TOP > 今週のこの人 > 岩井秀人

岩井秀人

 2011年末には4人の演出家による共作『四つ子の宇宙』に参加し、現在、主宰する劇団・ハイバイの新作『ある女』の公演を控えている岩井秀人。『ある女』では作・演出の他、主人公・タカコを菅原永二とダブルキャストで演じるなど、相変わらず俳優としても存在感をアピールしている。自身のひきこもり体験を作品化した代表作『ヒッキー・カンクーン・トルネード』を韓国で上演するなど、様々なトピックのあった2011年を振り返ってもらいつつ、『ある女』の主題についても話を聞いた。

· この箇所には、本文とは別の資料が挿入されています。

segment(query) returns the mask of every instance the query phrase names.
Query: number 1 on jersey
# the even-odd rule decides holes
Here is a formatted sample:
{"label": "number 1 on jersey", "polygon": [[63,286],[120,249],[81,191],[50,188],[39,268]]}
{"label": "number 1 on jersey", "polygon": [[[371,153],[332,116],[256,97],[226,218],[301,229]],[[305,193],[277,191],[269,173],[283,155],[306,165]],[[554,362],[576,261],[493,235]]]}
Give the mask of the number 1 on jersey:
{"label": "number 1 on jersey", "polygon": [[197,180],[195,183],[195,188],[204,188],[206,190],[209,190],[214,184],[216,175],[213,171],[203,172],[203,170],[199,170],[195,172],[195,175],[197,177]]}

――今回の『ある女』はハイバイへの書き下ろしという意味では、『リサイクルショップ「KOBITO」』以来、約2年半ぶりの新作です。元々ハイバイは再演率が高いですが、これは意図的ですか?

「意図的ですね。まったく誰にも見せたことのない作品を作って出すのは、実験の過程を見せるみたいで、ちょっと勇気がいるんです。逆に、一回公演をやると、それがお客さんにとってどういう物語なのかが分かるから、再演ではその反応を踏まえて俳優の演技を考えられる。言葉は悪いけど、アンパイな台本を元にどれだけ面白くできるかが再演の醍醐味なんです。それは、そもそも自分が俳優だからだと思うんですけど」

――元々、俳優がやりたくて演劇を始めたんですもんね、岩井さん。書くことより演じることが出発点としてあるんでしょうね。前田司郎さん、江本純子さん、松井周さんと作り上げた『四つ子の宇宙』でも、ご自身が俳優体質だと自覚されたようですが。

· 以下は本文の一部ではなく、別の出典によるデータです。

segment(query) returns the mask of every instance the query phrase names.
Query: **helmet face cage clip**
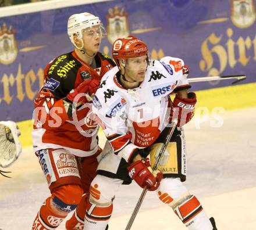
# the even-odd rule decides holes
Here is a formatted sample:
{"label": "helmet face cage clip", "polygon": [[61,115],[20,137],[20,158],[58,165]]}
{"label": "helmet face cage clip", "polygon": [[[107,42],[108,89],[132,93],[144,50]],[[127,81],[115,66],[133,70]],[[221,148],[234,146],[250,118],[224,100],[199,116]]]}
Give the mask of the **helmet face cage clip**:
{"label": "helmet face cage clip", "polygon": [[129,59],[143,58],[146,56],[147,66],[150,64],[150,56],[147,45],[134,36],[116,39],[112,46],[112,56],[116,64],[120,66],[119,60],[126,67]]}

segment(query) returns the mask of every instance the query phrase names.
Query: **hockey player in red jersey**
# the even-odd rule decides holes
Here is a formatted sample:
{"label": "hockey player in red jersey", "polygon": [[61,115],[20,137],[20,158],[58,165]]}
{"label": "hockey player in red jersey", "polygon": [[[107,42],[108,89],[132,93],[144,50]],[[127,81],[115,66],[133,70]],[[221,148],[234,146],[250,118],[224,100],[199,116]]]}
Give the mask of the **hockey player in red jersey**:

「『四つ子』をやってみて、ああ、やっぱり自分は俳優なんだなって思いましたね。例えば、前田(司郎)君と較べるとそれがよく分かる。前田君って物語の埋蔵量が異様に多くて、その引き出しを必要なところですごい速さで開けられるんですね」

――前田さんのほうが作家気質だと思います?

「そうです、そうです。例えば、他の3人がこのパートはこういう風に演じてっていうと、前田君は"え、なんで? そこで普通そういうこと言わないでしょう"って反対してくる。それは作家だからなんですよね。俳優って基本、演出家の言うことにイエス、プラスアルファで答えるけど、前田君はそうじゃない」

――ちなみに『四つ子』は30代の演出家4人による公演でしたが、最近はひと回り下の年代の演劇人が台頭してきていますよね。世代間での演劇観の差は意識しますか?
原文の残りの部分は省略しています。